No. You would know this if you had been watching EastEnders recently, like us normal sad anoraks.
The blood types A and B are known to be codominant to each other. That is to say, if a child has inherited the A allele and the B allele from the parents, neither the A nor the B is dominant or recessive so the child gets blood type AB. In addition to this, both A and B are dominant over type O - if a child has the A allele and the O allele then it will have type A blood.

Alleles (mum / dad) ---> Blood Type
AA ---> A
BB ---> B
AB ---> AB
BA ---> AB
AO ---> A
OA ---> A
BO ---> B
OB ---> B
OO ---> O

Two type O parents obviously only have the type O allele, and therefore, no matter how many children they have, only the type O allele can be passed on.
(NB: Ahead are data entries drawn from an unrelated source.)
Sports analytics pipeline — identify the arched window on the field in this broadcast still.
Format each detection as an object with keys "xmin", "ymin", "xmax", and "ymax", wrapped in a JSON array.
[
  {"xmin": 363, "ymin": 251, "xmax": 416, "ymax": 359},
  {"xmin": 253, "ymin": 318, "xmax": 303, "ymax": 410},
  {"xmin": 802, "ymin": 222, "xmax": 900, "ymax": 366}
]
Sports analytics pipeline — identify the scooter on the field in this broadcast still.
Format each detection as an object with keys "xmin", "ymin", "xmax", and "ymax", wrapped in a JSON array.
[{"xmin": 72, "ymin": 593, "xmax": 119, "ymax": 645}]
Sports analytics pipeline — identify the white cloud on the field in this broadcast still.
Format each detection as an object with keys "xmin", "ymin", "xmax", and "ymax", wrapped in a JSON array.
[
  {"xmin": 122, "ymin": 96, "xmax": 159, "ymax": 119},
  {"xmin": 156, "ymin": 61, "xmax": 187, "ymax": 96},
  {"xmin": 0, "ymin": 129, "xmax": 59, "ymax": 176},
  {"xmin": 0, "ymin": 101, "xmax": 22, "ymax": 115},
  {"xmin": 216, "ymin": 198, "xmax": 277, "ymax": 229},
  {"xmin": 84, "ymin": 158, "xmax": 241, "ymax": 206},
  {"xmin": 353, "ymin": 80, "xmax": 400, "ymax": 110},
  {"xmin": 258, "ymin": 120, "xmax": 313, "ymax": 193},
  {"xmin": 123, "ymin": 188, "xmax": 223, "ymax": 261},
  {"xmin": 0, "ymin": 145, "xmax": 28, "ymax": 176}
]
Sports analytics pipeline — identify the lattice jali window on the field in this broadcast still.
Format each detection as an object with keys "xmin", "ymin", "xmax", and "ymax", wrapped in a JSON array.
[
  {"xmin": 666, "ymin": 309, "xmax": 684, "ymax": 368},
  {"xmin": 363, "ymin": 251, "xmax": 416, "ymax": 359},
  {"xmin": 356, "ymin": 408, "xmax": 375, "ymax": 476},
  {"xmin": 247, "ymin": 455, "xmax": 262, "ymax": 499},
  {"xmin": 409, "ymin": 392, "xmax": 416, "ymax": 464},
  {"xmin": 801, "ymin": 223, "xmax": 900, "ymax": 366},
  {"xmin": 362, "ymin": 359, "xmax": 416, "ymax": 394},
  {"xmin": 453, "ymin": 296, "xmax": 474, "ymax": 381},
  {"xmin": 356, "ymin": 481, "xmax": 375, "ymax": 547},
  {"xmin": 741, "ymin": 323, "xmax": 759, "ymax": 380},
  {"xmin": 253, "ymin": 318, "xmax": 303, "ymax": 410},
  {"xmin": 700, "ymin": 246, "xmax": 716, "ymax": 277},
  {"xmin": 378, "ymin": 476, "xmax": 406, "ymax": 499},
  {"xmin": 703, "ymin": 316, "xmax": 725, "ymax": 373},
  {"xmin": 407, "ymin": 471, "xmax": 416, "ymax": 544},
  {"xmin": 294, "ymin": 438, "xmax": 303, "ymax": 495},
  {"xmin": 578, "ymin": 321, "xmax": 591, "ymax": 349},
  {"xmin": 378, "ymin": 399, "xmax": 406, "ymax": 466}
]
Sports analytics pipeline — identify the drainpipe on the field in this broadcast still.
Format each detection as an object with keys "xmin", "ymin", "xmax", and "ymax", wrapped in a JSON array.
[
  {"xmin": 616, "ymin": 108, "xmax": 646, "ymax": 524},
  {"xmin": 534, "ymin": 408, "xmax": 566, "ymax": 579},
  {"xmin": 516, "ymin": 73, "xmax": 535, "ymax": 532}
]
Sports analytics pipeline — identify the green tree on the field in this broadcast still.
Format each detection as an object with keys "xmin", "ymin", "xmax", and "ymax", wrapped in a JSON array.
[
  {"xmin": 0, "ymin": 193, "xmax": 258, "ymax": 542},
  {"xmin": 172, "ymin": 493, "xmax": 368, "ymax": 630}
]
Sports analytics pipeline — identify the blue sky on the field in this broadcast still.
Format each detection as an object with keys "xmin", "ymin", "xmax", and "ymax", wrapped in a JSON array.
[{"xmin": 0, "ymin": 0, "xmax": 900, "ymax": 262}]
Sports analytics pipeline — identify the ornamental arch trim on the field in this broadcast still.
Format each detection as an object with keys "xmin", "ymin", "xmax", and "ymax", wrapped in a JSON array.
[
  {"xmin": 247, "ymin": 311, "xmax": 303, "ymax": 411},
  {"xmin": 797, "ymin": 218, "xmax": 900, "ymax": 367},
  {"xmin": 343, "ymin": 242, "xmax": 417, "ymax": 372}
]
Actually, it is possible for a child of two type O parents to have a different blod group. This is because the parents have two alleles each. As long as each parent has just one O allele combined with something else, they can have a child of a different blod group. For example if a parent has an O allele and a A allele and the other has an A allele and a B allele their children could have different combinations of this. This therefore maens that they could have childen with O blood when the two O alleles combine, or the O from one parent could combine with the B from the other, making the child have type B because B is dominant over O. The same would happen with A; if an A allele combined with an O the child would be A type. Or an A and a B could combine to make AB. This therefore means that it is possible for two O bloded parents to have b4 children, and for all the children to have blood that isnt O. The only way that parents couldn't concieve a child with blood type other than O is if they both have two O alleles. By the way in case you were wondering I have just studied A level biology and thats how I know this, I'm not really sad!
Oooooopss I've just spotted a mistake in my answer!! I meant that one parent should have an O and A allele and one should have a B and an O. Sorry! (also I can spell blood really) Funnily I didn't take IT at A level for obvious reasons!